User interfaces - appliances and tools
2 minutes read

Manoj writes a bit about [appliances versus tools](]. He’s saying what I’ve been trying to say about user interfaces for a long time: A bit simplified, you can divide the “cost” of using an UI into two parts: One initial cost, which is what it takes to learn the interfaces, and one running cost, which is how much it costs to use an interface after you’ve learnt it. Of course, this is a bit simplified, since learning a tool is not binary, but I still think the comparison holds.

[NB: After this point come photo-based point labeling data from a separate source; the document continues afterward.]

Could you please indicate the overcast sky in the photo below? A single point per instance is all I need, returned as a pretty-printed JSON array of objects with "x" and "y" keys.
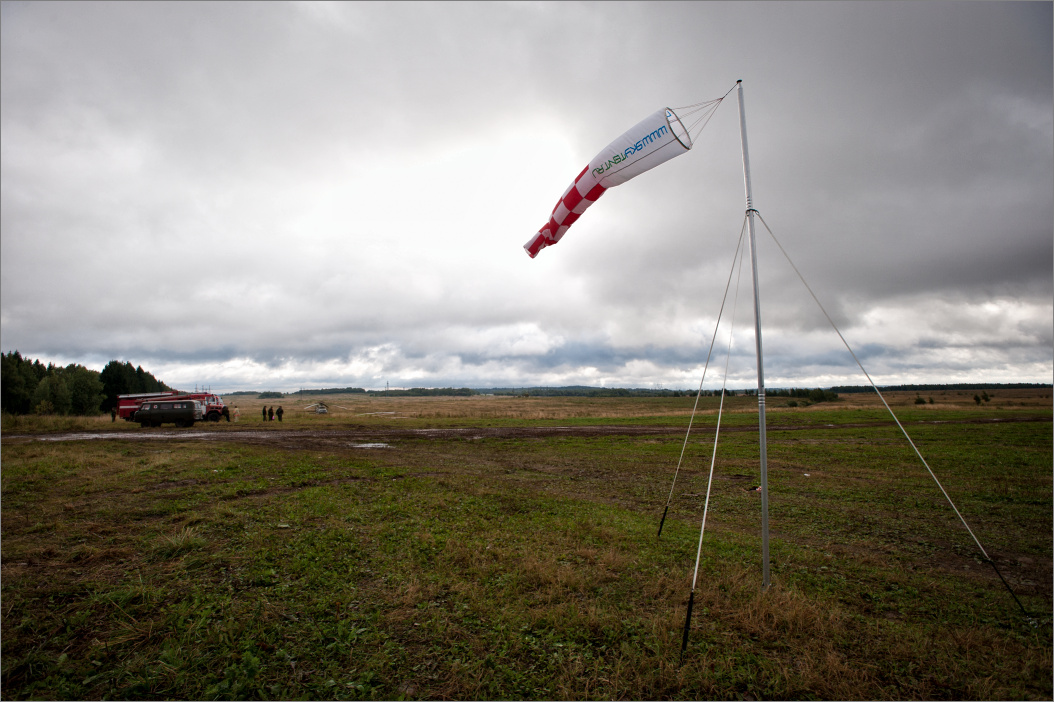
[{"x": 274, "y": 196}]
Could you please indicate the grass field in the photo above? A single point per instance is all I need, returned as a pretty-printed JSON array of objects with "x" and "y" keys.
[{"x": 492, "y": 559}]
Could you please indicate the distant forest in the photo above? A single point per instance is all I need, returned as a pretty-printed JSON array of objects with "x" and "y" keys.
[
  {"x": 28, "y": 387},
  {"x": 813, "y": 394}
]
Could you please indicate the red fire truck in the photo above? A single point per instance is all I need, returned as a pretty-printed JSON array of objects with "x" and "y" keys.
[{"x": 213, "y": 407}]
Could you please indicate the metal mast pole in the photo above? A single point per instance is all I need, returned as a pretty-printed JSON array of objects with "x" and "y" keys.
[{"x": 762, "y": 439}]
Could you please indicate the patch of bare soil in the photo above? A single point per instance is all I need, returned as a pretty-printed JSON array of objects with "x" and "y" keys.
[{"x": 344, "y": 437}]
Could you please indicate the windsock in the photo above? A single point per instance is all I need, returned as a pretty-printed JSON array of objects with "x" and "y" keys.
[{"x": 654, "y": 140}]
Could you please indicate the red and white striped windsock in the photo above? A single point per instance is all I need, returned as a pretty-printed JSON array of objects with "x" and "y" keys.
[{"x": 655, "y": 140}]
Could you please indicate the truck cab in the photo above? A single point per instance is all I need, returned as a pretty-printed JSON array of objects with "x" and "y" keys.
[{"x": 180, "y": 412}]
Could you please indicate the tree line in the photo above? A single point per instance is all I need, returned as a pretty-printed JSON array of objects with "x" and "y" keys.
[{"x": 30, "y": 387}]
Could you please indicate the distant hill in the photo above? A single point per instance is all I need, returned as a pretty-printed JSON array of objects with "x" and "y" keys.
[{"x": 934, "y": 387}]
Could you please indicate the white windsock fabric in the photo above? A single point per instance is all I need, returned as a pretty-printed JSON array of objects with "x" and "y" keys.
[{"x": 654, "y": 140}]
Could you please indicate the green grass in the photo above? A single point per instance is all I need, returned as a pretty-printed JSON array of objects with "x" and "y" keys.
[{"x": 528, "y": 568}]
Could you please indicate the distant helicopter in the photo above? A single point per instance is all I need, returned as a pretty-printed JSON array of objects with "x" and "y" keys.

For tools which you use seldom, you care a lot about the initial cost, since you will incur that many times as you have to re-learn the user interfaces. An example would be an ATM. For a complex tool, such as my use of a computer, the running cost is what matters. If I have to spend a week to learn a tool I’m going to use a lot, it’s worth it.

However, as Manoj points out, this is not only a result of complexity: Both ATMs and general purpose computers are complex beasts, and an axe is a lot simpler than a refrigerator (mechanically speaking). The HCI term “affordance” doesn’t quite cut it either, as it is more about how easy an interface is to learn. On the other hand, an axe affords a lot of things, that is, it doesn’t give you much guidance on how to use it. A refrigerator door affords opening, it’s one of the few things you can do with it.